My emotional reaction to this change is no, no, no. I recognize, though, that I feel this way because war is not a reality to me. For me, it is a myth. In my mind war is where male courage was tested by blood and men formed bonds of heroic brotherhood, where ordinary citizens joined the Minutemen and the 20th Maine and risked death in defense of their freedom. For me the distinction between men who go to war and women who stay home is an archetype, something more spiritual or even erotic than political.

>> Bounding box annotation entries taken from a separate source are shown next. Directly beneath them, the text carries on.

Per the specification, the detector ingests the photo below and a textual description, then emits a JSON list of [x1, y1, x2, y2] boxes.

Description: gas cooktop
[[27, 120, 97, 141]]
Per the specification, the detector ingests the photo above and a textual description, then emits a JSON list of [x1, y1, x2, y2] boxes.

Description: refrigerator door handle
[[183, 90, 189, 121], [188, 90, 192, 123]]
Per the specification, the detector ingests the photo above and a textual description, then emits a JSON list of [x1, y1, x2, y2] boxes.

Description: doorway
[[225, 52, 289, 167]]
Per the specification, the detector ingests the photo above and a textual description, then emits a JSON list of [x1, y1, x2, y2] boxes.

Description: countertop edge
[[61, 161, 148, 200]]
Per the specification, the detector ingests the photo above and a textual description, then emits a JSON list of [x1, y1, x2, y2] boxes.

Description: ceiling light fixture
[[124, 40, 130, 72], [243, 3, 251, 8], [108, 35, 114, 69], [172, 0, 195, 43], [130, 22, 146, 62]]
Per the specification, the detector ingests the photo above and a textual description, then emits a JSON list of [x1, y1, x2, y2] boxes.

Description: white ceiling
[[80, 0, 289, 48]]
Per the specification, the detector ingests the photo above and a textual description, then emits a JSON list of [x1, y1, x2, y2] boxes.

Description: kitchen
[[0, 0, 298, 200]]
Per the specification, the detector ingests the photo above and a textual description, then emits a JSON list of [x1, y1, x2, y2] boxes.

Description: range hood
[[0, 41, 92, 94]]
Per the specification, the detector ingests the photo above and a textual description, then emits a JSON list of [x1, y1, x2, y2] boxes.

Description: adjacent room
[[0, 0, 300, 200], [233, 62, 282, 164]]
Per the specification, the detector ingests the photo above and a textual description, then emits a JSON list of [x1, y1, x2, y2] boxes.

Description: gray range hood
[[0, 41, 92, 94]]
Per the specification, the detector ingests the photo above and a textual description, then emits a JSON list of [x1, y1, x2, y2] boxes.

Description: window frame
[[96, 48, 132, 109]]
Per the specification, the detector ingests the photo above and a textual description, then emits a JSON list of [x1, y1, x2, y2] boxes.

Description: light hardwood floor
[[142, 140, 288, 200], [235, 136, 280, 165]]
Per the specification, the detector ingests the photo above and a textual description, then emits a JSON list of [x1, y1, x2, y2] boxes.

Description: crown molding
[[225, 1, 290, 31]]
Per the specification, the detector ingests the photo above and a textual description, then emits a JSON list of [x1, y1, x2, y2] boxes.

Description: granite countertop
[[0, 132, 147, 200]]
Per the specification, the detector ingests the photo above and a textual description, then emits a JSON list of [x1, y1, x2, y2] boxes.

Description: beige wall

Is any of that relevant to government policy? I guess not. For most soldiers and sailors, most of the time, the military is a job. For officers, it is a career. For the nation, it is an instrument of policy. Not allowing women to aim cannons is discrimination, plain and simple. If the Army thinks that letting women aim cannons will help women get ahead and make our military stronger, who am I to speak against that? So I won't. I will simply wonder where the modern world is headed, and ponder what it means to make changes in the most ancient structures of civilization so the military career ladder will be more equitable.

1 comment:

Unknown said...

It's interesting (to me, at any rate) that war is a myth to me as well, and yet I think about war in an entirely different manner. For me war is an ethical decision in which the Allied cause in the Second World War and the Union cause in the American Civil War stand at one end of the moral continuum as Legitimate And Necessary, and all the others string out on a continuum toward the opposite end. When I imagine myself participating in these wars, I never imagine heroism or bonding, only terror and misery and probably soiling myself, as well as being killed. But they had to be done anyway.

All this is one reason why I hate the neocons so much. The wars they plan in no way meet the World War II standard of legitimacy or necessity.